Think your application for a Part 107 waiver is going to fly through the FAA like a drone? Think again. The FAA is throwing some cold water on these expectations. Earlier this week, the agency issued a Part 107 notice to applicants, reporting it has granted 81 ATC authorizations and issued 36 waivers, but denied 71 waiver requests and 854 airspace authorizations. The agency recommends applicants to review and understand the applicable requirements, and demonstrate solid safety mitigations.

Airspace authorizations. The FAA notice reminds applicants that:

  • Currently, ATC authorizations are only available for Class D and E airspace.
  • Requests to fly in Class C airspace will be considered after October 31, 2016, and requests to fly in Class A airspace after December 5, 2016.
  • Applicants must fully describe the intended operations, including the date and time, the proposed area of operation, the maximum altitude, and the latitude and longitude.
  • The FAA also expects applicants to respond to additional information inquiry within 30 days to move forward with the application.More detailed application instructions are available here.

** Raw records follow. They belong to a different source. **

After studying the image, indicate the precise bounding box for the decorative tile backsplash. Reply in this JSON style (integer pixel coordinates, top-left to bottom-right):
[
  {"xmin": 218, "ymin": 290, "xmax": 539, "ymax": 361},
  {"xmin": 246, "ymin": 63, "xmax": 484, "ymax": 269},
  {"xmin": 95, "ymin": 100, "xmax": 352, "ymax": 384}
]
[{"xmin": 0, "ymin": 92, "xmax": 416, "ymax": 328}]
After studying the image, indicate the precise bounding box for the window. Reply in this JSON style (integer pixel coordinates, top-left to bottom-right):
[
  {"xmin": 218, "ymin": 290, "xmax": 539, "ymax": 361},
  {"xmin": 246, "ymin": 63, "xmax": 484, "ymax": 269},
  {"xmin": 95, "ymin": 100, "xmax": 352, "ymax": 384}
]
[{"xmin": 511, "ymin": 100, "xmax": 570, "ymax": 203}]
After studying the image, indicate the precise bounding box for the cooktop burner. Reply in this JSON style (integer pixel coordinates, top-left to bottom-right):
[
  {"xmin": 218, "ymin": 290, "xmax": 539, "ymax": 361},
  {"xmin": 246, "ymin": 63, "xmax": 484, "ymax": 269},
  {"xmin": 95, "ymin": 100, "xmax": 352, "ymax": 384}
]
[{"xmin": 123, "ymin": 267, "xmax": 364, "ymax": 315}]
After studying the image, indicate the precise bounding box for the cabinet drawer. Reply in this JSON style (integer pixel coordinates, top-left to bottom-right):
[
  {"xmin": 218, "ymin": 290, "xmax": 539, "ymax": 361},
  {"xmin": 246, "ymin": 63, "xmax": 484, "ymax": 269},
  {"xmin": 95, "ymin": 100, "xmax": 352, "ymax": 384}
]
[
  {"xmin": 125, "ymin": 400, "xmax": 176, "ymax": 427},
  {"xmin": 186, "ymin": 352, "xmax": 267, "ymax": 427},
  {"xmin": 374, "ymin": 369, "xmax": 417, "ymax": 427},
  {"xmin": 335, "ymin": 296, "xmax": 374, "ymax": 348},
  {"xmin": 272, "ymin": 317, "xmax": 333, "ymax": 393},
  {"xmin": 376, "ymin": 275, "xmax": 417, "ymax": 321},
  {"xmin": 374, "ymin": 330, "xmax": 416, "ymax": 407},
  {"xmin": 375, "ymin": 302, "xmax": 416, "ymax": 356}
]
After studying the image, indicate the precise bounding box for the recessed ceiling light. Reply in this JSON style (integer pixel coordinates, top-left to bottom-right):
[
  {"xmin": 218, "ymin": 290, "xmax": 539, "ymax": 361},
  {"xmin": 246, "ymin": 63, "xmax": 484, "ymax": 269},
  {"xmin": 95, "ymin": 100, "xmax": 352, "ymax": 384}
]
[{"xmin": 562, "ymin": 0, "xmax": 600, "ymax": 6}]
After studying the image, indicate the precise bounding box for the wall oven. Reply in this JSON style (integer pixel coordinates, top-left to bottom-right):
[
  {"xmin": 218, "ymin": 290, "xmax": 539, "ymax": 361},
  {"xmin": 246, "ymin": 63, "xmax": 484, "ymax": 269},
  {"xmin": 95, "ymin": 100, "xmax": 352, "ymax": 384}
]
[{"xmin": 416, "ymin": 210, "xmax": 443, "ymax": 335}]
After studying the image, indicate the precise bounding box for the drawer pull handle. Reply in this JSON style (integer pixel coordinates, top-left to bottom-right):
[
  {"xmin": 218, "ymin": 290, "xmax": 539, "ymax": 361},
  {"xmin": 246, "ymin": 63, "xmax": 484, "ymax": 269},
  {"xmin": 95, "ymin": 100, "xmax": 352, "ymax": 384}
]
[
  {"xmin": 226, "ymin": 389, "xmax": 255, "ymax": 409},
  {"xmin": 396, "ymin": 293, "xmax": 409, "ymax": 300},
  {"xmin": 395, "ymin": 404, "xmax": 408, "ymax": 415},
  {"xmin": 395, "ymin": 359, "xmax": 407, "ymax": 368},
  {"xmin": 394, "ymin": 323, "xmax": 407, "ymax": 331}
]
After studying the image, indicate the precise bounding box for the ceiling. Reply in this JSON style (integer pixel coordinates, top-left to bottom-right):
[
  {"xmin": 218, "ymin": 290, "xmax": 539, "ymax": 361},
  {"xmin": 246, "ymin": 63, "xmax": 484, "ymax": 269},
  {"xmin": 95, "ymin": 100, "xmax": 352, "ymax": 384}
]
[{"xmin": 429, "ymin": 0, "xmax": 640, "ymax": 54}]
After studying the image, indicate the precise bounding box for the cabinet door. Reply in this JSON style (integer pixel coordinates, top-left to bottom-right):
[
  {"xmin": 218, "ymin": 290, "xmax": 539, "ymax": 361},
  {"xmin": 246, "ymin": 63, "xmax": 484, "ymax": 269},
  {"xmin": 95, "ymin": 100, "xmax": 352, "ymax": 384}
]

Waiver applications. For waiver applications, the FAA highlighted some of the information applicants must provide when applying for nighttime operations. Specifically, applicants must explain the expected method to:

  • Maintain visual-line-of-sight during nighttime;
  • See and avoid obstacles;
  • Know the position, altitude, attitude, and movements of the sUAS; and
  • Increase conspicuity of the sUAS to be seen at a distance of 3 miles.

Applicants must also ensure that participants understand the visual illusions of darkness and the physiological conditions associated with night vision. More requirements to apply for a Part 107 waiver are listed here.

Although Part 107 waivers can provide operational flexibility, applicants must demonstrate the safety of the operation and any risk mitigations so that it can assess and timely approve applications.